CIM 2020/5CIM 2020/1 Focus

Better prepared through an effort to anticipate

// Katharina Brauer

Professor Dr Ingo Rollwagen of the Design Faculty at Hochschule Fresenius on the challenges and opportunities of the 2020s

Prof Dr Ingo Rollwagen is interested in design and management strategies and technology and innovation management in and for knowledge and creative industries. He advises on future-related questions and digital, sustainable transformation. Photo: Private

CIM: A new decade has started: can we expect the 2020s to be “golden” like the 1920s?

Professor Ingo Rollwagen: There is a chance the new decade will be the start of a digitally dynamic renaissance, one of greater awareness in both a material and a non-material sense. Structural change in information and knowledge technologies is leading to innovative leaps. New technical applications, particularly artificial intelligence, will help us to apply new and different knowledge more quickly.

What will be the impact of data, the central economic factor of our times, on our lives and society?

Data and the ability to use it to create products and services on the basis of innovative algorithms and forms of artificial intelligence are among the most important resources available to us in the new decade. They open up new horizons in terms of information. The ability to carry out analysis more rapidly enables us to consider the impact on the climate and other factors as well when designing products and services.

Is the fear many people have of AI justified? Should greater attention be paid to “data dignity” in future?

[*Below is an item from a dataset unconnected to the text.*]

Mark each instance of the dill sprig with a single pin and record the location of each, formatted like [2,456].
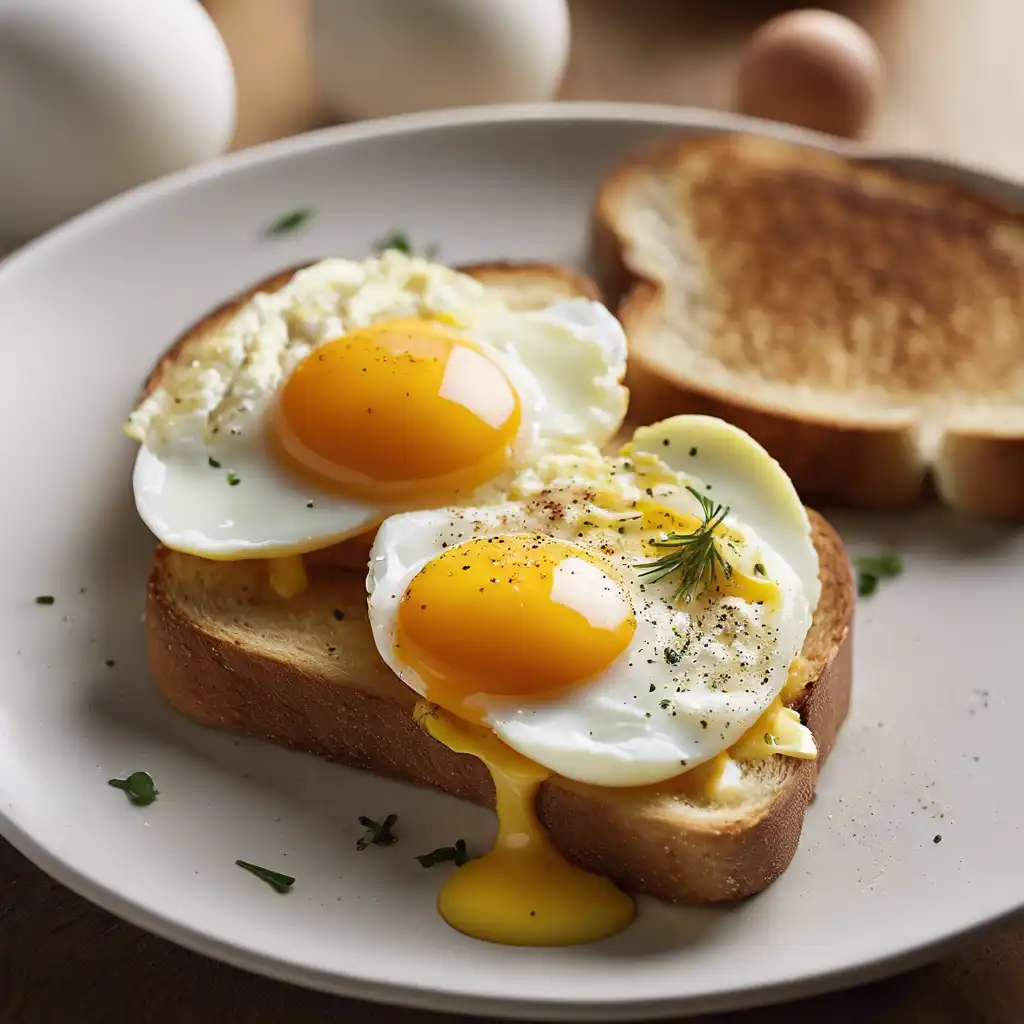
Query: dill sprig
[694,557]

Fear is not a good companion when you are attempting to shape and take advantage of technological and social progress. Forms of algorithmic innovation and the use of AI have many benefits. The first step when dealing with uncertainty and preparing for it is anticipation. The best way to prepare is to anticipate and, when using an information tool, to work out why you are doing it and what you want from it. Preparation also involves reflecting on what exactly the uncertainty consists of.

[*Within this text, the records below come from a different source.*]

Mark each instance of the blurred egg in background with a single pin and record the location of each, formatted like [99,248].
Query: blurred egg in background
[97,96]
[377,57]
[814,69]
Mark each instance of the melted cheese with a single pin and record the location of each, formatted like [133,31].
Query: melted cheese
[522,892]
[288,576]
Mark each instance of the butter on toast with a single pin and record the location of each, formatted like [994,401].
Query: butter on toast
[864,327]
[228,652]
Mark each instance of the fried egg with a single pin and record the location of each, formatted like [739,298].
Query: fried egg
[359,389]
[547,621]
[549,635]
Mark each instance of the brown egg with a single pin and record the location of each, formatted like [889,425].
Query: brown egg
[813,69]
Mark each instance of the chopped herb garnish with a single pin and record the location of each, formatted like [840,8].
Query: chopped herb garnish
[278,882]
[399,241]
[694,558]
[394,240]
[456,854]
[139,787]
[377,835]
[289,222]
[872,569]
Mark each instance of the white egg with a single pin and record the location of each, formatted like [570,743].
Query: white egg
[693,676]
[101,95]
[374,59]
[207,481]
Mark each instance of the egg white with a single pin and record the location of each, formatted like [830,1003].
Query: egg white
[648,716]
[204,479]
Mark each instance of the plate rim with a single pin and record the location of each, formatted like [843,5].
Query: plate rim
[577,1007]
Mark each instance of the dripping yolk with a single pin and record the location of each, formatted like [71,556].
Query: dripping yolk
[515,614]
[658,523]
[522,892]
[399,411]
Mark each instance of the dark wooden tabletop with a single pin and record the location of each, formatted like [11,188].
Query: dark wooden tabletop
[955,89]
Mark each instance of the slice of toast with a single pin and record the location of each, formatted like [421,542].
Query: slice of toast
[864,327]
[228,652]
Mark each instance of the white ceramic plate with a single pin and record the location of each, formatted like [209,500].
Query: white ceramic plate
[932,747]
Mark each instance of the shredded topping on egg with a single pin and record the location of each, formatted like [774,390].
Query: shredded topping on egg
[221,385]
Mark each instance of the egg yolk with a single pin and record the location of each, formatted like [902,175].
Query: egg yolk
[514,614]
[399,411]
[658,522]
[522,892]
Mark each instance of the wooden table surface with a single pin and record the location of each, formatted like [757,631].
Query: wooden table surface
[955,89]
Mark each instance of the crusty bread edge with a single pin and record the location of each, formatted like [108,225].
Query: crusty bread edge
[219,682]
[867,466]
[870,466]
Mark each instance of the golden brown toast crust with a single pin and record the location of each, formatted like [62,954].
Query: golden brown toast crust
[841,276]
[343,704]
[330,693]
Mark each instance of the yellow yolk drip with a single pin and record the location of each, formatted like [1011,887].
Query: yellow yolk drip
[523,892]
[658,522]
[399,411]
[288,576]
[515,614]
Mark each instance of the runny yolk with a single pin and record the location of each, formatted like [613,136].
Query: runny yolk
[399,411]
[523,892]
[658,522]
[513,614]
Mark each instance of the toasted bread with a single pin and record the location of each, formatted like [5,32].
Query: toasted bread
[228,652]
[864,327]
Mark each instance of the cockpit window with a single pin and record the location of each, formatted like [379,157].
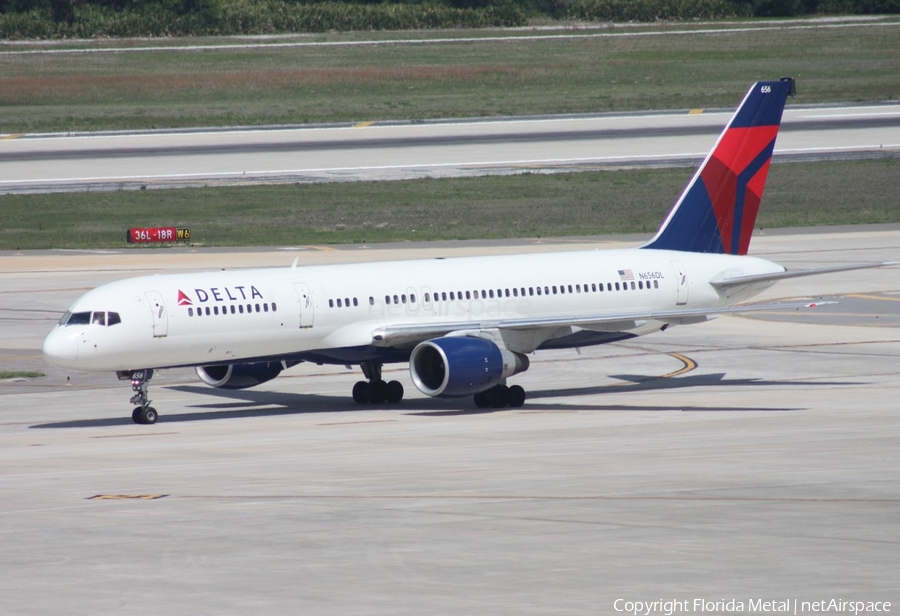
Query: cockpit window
[79,318]
[98,317]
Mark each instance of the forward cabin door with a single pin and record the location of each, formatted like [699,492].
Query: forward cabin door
[306,305]
[160,315]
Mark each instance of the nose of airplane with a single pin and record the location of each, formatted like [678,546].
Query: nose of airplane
[61,348]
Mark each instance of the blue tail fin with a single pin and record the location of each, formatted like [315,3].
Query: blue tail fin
[717,210]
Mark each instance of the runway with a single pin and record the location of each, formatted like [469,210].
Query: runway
[371,151]
[739,459]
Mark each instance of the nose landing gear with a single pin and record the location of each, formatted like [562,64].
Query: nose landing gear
[143,414]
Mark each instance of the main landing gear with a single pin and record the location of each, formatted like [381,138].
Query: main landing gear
[143,414]
[500,396]
[375,390]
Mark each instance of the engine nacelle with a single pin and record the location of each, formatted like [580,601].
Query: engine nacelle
[239,376]
[453,367]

Accelerated information flows and working processes are a challenge. How does that affect our mental health?

Mastery of digital technology and managing your own time are critical here. That applies, in particular, to events. It is important to give delegates privacy by design, a right to anonymity and the opportunity to get involved in an exchange. Events are marketplaces where delegates can pick and choose and get assistance.

What does a value shift towards sustainability change?

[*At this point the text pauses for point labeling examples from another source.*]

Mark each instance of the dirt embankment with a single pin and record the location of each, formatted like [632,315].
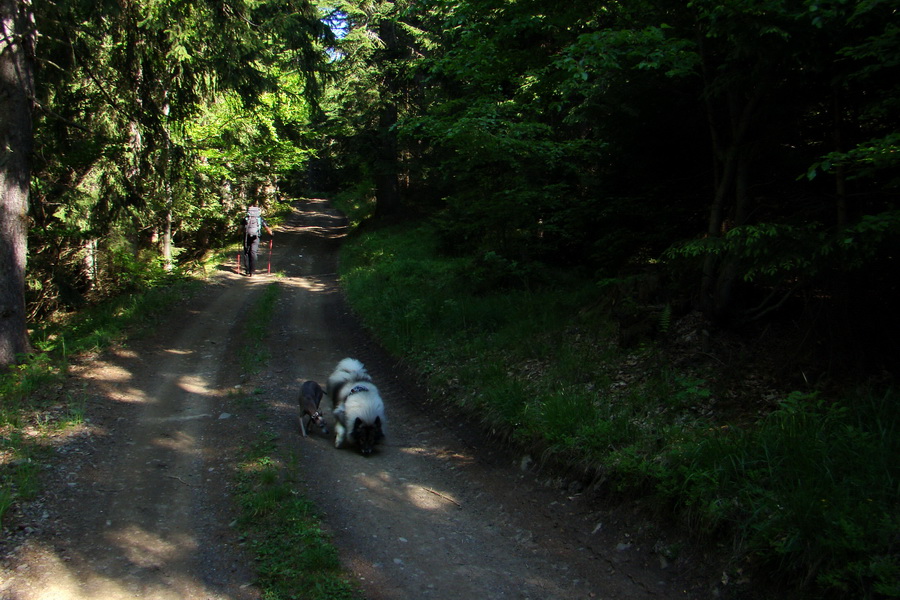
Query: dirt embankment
[138,504]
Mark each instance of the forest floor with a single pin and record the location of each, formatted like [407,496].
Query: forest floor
[138,500]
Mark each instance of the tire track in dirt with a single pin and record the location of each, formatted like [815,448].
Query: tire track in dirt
[435,513]
[139,505]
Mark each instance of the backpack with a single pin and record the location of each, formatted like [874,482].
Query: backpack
[253,221]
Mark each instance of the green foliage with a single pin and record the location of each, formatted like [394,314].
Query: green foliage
[807,493]
[812,489]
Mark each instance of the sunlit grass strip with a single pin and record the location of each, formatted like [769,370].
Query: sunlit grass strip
[294,557]
[25,394]
[253,353]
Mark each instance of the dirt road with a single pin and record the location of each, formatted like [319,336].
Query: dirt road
[139,505]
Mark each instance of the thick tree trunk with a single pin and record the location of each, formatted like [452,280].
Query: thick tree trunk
[16,94]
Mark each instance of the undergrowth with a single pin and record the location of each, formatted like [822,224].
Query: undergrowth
[34,404]
[808,491]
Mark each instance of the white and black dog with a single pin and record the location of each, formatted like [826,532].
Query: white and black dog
[357,406]
[310,397]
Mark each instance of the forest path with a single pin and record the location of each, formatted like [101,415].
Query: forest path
[139,505]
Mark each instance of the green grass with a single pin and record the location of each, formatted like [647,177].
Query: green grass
[295,559]
[253,353]
[808,494]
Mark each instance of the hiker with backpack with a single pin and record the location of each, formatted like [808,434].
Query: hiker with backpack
[253,226]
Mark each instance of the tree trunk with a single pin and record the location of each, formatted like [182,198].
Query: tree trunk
[16,94]
[387,189]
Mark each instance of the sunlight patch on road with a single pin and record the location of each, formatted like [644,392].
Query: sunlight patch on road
[309,284]
[180,352]
[52,576]
[150,551]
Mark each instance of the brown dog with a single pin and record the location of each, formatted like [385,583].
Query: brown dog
[310,397]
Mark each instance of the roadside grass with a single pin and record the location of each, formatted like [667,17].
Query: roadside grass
[34,403]
[807,491]
[295,559]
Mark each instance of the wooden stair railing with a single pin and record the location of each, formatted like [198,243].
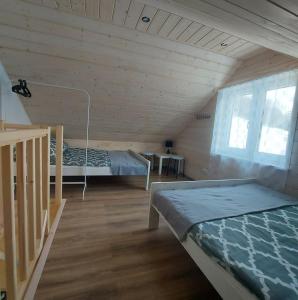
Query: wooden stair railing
[26,210]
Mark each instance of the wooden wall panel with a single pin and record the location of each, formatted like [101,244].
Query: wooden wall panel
[194,141]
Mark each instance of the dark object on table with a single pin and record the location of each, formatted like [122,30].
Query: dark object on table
[169,145]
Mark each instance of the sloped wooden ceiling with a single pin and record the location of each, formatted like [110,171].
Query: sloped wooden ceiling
[146,80]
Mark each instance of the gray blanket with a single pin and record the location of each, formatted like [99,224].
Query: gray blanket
[123,163]
[185,208]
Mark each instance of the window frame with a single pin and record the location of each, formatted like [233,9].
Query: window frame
[252,153]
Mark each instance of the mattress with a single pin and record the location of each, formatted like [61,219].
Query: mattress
[76,157]
[259,249]
[183,208]
[99,163]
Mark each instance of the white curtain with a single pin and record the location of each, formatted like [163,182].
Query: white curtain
[254,128]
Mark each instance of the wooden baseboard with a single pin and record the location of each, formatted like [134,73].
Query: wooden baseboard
[32,287]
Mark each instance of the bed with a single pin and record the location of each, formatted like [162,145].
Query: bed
[100,163]
[247,250]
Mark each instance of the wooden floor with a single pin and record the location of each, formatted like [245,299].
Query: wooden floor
[103,250]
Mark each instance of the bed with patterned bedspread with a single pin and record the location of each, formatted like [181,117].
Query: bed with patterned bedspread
[249,230]
[76,157]
[259,249]
[99,162]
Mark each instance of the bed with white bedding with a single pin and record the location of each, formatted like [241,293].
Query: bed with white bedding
[101,163]
[242,235]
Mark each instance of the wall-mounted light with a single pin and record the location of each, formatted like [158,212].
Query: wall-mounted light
[146,19]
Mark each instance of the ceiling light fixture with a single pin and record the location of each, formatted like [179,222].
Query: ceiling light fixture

Sustainable goals and the more careful use of material and ecological resources lead to changes in products and services. Reusability, longer-term usefulness and obsolescence are assessed. A meeting is assessed based on what you learn from it and the potential for making contacts.

Will globalisation remain the dominant trend in the global economy?

As a result of new technologies such as 5G telecommunications, there will be fewer purely local contexts, but they will be more important. More intensive collaboration across the world will lead to greater integration of creative and innovative potential. This means that events will also change in character. Particularly in exchanges involving people with different cultural backgrounds. It really makes sense for them to get to know each other face to face.

How might relations between the generations look?

New technologies, health services and forms of entertainment encourage greater communication between the generations. Each generation is formed by different events or contexts and has its own way of using media, obtaining information and learning. It is therefore a challenge, but also a market opportunity, to create inter-generational contexts at meetings or events. Inter-generational design has particularly strong market potential. When events are designed and planned, greater attention should be paid to which generations participants belong to. Once their characteristics and ways of doing things are known, innovative new information and learning solutions can then be better established.

Many thanks for the interview, Professor Rollwagen!